Da der höllische Widersacher nichts mehr fürchtet, als irgendetwas zur Ehre Gottes heimtragen, wird er von der Verführung zum Streit und zur Bosheit ablassen und die betreffende Person sich bessern. Ein sehr wirksames Gebet.
+ + + Liebe Muttergottes, bete Du in mir! (Stoßgebet)
+ + + Liebe Muttergottes, wirke Du in mir und durch mich! (Stoßgebet)
+++ Mutter der Barmherzigkeit, zertritt durch Dein Unbeflecktes Herz die Schlange in mir. (Stoßgebet)
+ ++

Täglicher Ruf um Schutz zur Königin der Engel und Besiegerin der Hölle

Hehre Königin des Himmels, höchste Herrin der Engel, Du hast von Anbeginn von Gott die Macht und die Sendung erhalten, den Kopf Satans zu zertreten. Wir bitten Dich demütig: Sende Deine himmlischen Legionen, damit sie unter Deinem Befehle und durch Deine Macht die höllischen Geister verfolgen, sie überall bekämpfen, Ihre Verwegenheit zuschanden machen und sie in den Abgrund zurückstoßen. Erhabene Gottesmutter, schicke Dein unüberwindliches Kriegsheer auch in den Kampf gegen die Sendlinge der Hölle unter den Menschen; zerstöre die Pläne der Gottlosen und beschäme alle, die Übles wollen. Erwirke ihnen die Gnade der Einsicht und Bekehrung, auf daß sie dem Dreieinigen Gott und Dir die Ehre geben. Verhilf überall der Wahrheit und dem Rechte zum Siege.
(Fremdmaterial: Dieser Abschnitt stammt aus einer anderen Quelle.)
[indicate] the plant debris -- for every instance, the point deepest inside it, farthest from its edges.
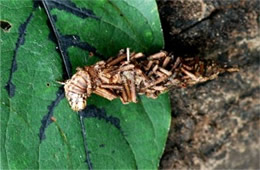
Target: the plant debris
(130, 74)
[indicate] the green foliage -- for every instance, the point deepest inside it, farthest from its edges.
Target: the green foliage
(124, 136)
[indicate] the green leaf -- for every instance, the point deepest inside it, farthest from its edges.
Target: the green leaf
(118, 136)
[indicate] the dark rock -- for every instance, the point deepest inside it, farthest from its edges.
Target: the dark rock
(215, 125)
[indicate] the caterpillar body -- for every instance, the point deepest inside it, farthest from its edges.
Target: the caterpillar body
(128, 75)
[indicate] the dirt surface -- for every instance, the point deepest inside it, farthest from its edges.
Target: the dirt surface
(215, 125)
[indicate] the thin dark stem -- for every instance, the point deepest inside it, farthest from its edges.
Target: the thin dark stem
(84, 134)
(57, 35)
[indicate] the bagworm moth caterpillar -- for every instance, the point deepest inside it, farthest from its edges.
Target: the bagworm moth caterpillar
(127, 75)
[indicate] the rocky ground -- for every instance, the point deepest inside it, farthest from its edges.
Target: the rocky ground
(216, 124)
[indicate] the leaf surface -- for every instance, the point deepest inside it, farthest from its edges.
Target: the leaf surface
(118, 136)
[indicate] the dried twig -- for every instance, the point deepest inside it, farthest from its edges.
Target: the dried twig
(130, 74)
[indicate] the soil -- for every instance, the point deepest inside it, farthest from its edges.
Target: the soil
(215, 125)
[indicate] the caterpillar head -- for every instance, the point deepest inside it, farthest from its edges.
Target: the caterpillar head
(77, 89)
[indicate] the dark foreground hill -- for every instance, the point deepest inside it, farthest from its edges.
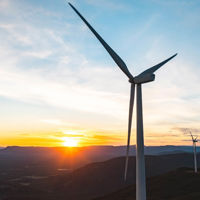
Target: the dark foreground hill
(91, 181)
(181, 184)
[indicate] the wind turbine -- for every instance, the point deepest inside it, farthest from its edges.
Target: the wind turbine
(194, 141)
(144, 77)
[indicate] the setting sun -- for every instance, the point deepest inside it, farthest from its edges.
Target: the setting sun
(70, 142)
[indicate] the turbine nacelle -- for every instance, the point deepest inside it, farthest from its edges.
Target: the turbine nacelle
(143, 78)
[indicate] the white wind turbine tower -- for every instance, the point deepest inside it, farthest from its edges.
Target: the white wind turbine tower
(144, 77)
(194, 141)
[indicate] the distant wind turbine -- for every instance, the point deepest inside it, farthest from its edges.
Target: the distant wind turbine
(194, 141)
(144, 77)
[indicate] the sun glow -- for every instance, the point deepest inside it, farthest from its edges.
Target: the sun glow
(70, 142)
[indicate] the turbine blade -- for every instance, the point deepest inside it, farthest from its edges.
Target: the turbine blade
(112, 53)
(131, 104)
(156, 67)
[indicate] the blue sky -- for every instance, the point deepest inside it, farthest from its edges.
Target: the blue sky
(55, 76)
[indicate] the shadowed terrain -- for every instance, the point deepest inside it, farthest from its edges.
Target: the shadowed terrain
(42, 181)
(181, 184)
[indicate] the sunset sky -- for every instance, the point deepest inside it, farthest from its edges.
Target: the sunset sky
(57, 82)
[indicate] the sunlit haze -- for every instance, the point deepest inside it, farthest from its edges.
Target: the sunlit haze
(59, 87)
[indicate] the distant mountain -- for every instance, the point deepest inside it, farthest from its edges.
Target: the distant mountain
(181, 184)
(90, 181)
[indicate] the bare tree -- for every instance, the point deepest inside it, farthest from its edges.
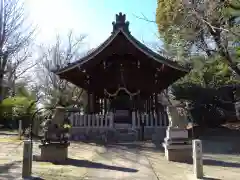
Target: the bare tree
(60, 54)
(15, 38)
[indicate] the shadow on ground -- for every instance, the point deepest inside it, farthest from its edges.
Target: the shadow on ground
(94, 165)
(212, 162)
(5, 170)
(210, 178)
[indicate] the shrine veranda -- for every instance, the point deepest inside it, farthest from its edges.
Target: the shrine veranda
(123, 79)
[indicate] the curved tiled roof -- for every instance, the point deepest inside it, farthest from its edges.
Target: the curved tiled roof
(122, 27)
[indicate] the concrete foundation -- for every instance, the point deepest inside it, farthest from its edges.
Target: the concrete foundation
(54, 152)
(178, 153)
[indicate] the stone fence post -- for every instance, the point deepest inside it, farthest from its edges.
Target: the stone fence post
(197, 159)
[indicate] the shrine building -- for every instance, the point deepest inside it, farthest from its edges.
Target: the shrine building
(123, 79)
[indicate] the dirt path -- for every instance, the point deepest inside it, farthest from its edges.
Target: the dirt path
(121, 163)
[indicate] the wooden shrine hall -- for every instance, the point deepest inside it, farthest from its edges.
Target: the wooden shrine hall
(123, 79)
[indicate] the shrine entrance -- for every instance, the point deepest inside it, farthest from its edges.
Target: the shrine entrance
(121, 107)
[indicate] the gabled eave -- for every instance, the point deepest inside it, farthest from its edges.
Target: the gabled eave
(137, 44)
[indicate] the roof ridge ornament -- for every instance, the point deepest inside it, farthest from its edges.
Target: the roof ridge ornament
(120, 23)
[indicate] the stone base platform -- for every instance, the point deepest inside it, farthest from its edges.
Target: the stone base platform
(178, 153)
(54, 152)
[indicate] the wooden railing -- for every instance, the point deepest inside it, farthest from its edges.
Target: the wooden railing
(151, 120)
(107, 121)
(91, 120)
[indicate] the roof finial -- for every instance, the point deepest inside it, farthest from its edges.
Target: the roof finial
(121, 23)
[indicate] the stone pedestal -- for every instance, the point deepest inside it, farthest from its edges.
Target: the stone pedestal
(54, 152)
(177, 145)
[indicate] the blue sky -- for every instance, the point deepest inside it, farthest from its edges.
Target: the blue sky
(92, 18)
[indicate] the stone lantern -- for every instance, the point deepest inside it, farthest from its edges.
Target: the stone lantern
(177, 145)
(55, 143)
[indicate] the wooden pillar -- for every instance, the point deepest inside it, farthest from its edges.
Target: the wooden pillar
(105, 104)
(156, 108)
(88, 104)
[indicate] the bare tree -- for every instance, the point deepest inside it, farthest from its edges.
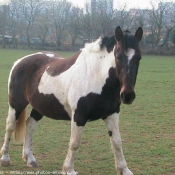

Mächtige Schutzfrau, durch Deinen flammenden Geister behüte ferner auf der ganzen Erde Deine Heiligtümer und Gnadenstätten. Bewache durch sie die Gotteshäuser, alle heiligen Orte, Gegenstände und Personen, namentlich das Allerheiligste Altarsakrament. Verhindere, daß sie verunehrt, entweiht, beraubt, zerstört oder geschändet werden. Verhindere es, unsere Liebe Frau!
Himmlische Mutter, beschütze endlich auch unser Eigentum, unsere Wohnungen und Familien vor allen Nachstellungen der sichtbaren und unsichtbaren Feinde. Laß Deine heiligen Engel darin walten und Ergebung, Frieden und die Freude des Heiligen Geistes in ihnen herrschen.
Wer ist wie Gott? Wer ist wie Du, Maria, Du Königin der Engel und Besiegerin der Hölle? 0 gute und zärtliche Mutter Maria, Du makellose Braut des Königs der reinen Geister, dessen Angesicht sie zu schauen verlangen -, Du wirst immer unsere Liebe und Hoffnung, unser Schutz und Ruhm bleiben!